Le Bunraku est le vieil art japonais des marionnettes. C’est à lui que rêve Fanny de Chaillé, artiste en résidence au Théâtre de la Cité, quand elle s’improvise metteur en scène japonais. Du Bunraku, elle reprend la structure traditionnelle : un récitant qui joue tous les rôles, un musicien qui accompagne les émotions du récitant, des marionnettes de grande taille manipulées à vue par trois manipulateurs.
Mais comme elle n’est quand même pas entièrement japonaise, elle introduit de légères et décisives modifications dans l’art traditionnel : la marionnette n’est pas une poupée mais un danseur de chair et d’os, le musicien ne joue pas du shamizen mais du yukulélé, le récitant ne raconte pas une histoire légendaire mais reprend Minetti, un texte de Thomas Bernhard. Pas n’importe quel texte donc, mais l’histoire d’un vieil acteur qui n’a pas joué depuis des dizaines d’années sauf Le Roi Lear et encore devant son miroir. “ Un vieil acteur est forcément japonais, souligne avec humour Fanny de Chaillé, parce que là-bas, plus on est vieux, plus on est un grand acteur ”.
Je suis un metteur en scène japonais est donc, de toute évidence, une réflexion sur les puissances du théâtre. Parce que dans le Bunraku, même occidentalisé, la forme théâtrale est comme dépliée : on y voit les manipulateurs manipuler et pourtant on y croit, on accepte artifices et illusions de la scène. On jouit à la fois et en même temps – et c’est l’essentiel du spectacle – de l’art et du travail qui fabrique cet art.
Comment le texte et le mouvement sont-ils liés dans le spectacle ?

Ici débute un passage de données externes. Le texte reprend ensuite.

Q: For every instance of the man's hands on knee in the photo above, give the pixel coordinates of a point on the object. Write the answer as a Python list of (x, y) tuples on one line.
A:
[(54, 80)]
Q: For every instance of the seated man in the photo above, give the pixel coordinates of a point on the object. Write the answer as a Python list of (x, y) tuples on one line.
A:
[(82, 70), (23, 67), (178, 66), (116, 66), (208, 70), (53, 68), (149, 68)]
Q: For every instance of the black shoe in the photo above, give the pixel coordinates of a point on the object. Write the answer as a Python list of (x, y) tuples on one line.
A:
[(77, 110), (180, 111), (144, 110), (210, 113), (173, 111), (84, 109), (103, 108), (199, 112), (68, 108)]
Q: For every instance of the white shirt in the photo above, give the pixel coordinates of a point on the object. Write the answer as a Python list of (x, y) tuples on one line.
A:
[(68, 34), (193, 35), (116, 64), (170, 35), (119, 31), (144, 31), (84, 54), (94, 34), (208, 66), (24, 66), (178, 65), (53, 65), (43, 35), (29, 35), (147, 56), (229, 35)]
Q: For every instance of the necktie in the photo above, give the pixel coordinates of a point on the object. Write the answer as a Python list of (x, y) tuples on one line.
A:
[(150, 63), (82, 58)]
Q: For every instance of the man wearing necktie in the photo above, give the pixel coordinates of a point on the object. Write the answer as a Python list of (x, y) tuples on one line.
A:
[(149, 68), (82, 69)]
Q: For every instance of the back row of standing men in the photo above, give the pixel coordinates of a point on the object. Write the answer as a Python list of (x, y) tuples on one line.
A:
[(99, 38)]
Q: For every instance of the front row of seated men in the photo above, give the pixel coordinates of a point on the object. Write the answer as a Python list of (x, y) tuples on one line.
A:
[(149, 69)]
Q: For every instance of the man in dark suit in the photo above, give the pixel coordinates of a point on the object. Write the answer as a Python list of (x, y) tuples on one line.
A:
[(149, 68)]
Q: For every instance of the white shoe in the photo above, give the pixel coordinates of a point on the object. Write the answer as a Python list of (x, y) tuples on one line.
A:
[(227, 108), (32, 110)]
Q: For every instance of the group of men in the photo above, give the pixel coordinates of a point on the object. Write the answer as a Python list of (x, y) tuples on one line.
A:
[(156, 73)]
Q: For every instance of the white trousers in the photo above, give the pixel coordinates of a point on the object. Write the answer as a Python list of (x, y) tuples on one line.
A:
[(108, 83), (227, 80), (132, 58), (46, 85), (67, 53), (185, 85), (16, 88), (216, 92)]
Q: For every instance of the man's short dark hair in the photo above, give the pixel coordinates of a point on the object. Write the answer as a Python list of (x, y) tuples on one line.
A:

Au début, le récitant est sur le côté. Il est comme Minetti qui ne peut plus jouer et comme sont les récitants dans le Bunraku. Mais c’est sa voix qui fait voir les images au spectateur. La façon de dire de Guillaume Bailliart, le récitant, est très liée au mouvement de la poupée : il joue sa respiration, lente ou rapide, il essaie d’être au plus juste de sa voix quand elle fait tel ou tel mouvement, quand elle se déplace. Si les manipulateurs tremblent, alors la voix du récitant se met à trembler. Ce qui fait que ce n’est pas une voix off mais que la voix s’incarne. Et puis dans une seconde partie, les danseurs en ont marre d’être manipulés par la voix donc ils viennent chercher le récitant et commencent à le manipuler en retour et essaient de lui faire cracher son texte.

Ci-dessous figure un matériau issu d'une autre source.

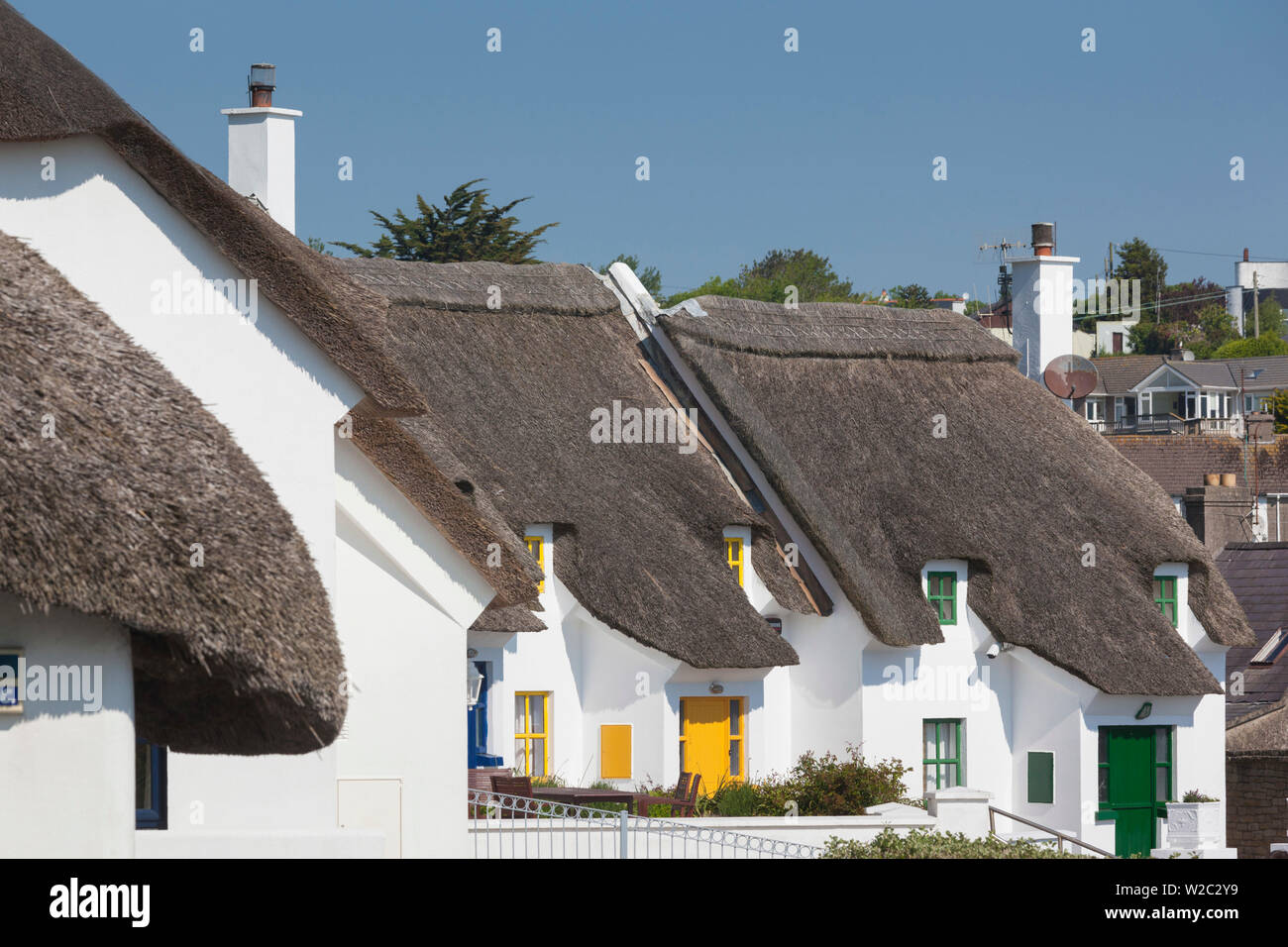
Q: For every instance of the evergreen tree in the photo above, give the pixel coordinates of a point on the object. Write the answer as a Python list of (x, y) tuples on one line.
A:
[(465, 228), (651, 277)]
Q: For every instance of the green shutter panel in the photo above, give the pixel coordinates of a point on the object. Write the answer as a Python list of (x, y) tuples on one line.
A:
[(1041, 777)]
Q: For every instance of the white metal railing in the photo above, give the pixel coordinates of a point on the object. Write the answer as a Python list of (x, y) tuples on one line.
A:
[(506, 826)]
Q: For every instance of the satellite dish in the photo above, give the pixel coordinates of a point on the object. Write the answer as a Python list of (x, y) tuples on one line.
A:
[(1070, 376)]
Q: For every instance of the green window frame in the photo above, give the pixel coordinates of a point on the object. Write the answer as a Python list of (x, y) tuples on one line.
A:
[(943, 753), (1164, 596), (1164, 751), (941, 591)]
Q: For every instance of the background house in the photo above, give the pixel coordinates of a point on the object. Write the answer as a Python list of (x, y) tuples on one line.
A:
[(1175, 394), (953, 625), (1219, 514), (1257, 701), (1253, 278)]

Vous disiez que ce qui vous a intéressé, c’était de créer une image à plusieurs, seulement visible de l’extérieur, donc vous avez un rôle essentiel dans la création de cette image.

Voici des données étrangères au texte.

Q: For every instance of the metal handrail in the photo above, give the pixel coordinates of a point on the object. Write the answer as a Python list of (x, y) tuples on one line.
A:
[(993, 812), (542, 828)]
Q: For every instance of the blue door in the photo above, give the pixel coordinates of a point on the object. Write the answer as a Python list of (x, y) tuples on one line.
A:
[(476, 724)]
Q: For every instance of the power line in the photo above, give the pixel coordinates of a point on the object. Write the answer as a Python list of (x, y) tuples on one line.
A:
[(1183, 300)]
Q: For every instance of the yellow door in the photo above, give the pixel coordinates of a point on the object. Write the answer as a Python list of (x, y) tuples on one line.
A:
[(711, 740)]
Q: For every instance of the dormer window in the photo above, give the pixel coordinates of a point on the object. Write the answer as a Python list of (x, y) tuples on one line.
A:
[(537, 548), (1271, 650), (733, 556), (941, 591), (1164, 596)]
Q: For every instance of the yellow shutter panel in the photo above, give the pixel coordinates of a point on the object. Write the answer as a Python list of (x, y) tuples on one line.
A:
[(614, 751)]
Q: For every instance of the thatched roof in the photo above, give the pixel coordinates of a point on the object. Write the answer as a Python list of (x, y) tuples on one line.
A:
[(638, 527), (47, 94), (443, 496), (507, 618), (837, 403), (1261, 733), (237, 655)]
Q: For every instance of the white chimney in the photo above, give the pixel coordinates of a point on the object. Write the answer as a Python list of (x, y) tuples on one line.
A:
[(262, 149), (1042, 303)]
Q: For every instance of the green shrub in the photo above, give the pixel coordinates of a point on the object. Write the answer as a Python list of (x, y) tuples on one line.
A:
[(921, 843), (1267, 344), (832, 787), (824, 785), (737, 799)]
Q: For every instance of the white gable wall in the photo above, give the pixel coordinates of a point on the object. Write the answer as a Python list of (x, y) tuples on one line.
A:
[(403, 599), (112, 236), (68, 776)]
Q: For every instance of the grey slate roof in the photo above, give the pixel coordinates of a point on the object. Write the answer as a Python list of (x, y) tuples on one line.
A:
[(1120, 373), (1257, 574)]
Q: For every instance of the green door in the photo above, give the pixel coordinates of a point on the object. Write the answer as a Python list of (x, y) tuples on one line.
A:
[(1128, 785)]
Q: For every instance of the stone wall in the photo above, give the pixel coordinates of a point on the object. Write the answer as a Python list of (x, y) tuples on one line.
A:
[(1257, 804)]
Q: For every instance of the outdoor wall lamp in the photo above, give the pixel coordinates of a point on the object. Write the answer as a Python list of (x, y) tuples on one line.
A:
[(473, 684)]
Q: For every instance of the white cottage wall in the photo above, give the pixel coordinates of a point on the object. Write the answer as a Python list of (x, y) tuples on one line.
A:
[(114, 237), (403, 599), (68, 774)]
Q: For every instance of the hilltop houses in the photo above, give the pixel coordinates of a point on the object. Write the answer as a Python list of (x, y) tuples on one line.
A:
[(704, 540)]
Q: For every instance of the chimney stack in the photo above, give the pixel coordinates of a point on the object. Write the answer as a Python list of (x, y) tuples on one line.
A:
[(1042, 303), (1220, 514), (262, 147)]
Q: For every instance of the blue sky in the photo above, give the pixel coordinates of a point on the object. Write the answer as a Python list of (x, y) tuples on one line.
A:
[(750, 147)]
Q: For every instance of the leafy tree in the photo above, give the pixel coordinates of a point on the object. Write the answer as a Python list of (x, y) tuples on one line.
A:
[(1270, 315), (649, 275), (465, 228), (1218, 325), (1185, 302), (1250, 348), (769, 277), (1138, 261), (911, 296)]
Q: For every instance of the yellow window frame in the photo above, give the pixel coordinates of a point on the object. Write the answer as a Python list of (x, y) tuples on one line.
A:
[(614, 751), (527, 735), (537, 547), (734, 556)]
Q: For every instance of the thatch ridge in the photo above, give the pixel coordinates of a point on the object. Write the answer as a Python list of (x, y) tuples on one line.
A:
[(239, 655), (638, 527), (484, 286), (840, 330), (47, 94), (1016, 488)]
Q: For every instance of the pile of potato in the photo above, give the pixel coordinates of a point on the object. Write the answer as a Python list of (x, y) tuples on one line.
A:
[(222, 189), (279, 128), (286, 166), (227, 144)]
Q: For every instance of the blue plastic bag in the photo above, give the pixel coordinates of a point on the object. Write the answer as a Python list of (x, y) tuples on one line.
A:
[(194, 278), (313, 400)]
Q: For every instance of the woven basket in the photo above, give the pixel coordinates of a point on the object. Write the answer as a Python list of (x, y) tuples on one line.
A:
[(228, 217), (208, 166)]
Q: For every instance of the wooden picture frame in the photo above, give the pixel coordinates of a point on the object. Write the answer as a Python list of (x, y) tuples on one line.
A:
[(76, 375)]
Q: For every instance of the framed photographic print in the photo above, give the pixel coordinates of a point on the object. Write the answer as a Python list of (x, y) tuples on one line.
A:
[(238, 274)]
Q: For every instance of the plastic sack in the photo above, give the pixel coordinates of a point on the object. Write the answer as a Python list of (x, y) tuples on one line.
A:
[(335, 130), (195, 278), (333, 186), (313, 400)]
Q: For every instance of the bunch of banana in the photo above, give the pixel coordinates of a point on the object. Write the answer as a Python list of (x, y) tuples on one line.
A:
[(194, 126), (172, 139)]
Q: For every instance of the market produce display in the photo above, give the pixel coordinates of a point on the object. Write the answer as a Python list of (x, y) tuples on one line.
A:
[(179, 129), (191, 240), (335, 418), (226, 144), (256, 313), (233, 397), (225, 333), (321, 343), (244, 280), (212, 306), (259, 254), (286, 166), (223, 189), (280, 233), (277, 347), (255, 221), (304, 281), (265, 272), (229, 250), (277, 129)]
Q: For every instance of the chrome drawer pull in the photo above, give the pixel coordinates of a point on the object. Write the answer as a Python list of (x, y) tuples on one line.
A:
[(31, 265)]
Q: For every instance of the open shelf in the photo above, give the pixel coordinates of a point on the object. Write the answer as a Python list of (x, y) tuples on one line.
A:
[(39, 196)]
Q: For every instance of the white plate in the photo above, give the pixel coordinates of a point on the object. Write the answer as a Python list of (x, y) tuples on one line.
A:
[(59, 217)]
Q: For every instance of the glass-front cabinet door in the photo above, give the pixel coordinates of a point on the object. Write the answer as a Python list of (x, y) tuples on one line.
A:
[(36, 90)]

Oui. Je travaille beaucoup en amont, dans mes cahiers, j’écris les partitions : celles du récitant, du musicien, des danseurs.
C’est très précis ?
Oui. C’est quelque chose comme : Christophe (Ives) quatre pas à gauche ; Christine (Bombal) cinq pas à gauche. Je veux dire, je travaille beaucoup sur l’occupation de l’espace. Sur la façon dont on le sillonne, le traverse, l’occupe.
Et le rôle du musicien ?
Il a le rôle de celui qui fait les émotions du récitant, il produit en quelque sorte sa voix intérieure, il reproduit sa respiration. Il fait de la musique pour charger une voix, ici de la tristesse, là de la colère. Donc en fonction du texte, de ce que dit le texte ou de ce qu’il laisse entendre, je décide de donner telle ou telle couleur, telle ou telle matière, à la musique. Si bien que le texte, environné par cette musique, n’est plus seulement un texte, lui aussi il devient une matière : le sens n’a pas plus d’importance que le son. Encore une fois, rien ne doit prendre le dessus mais tout participer à la même image commune.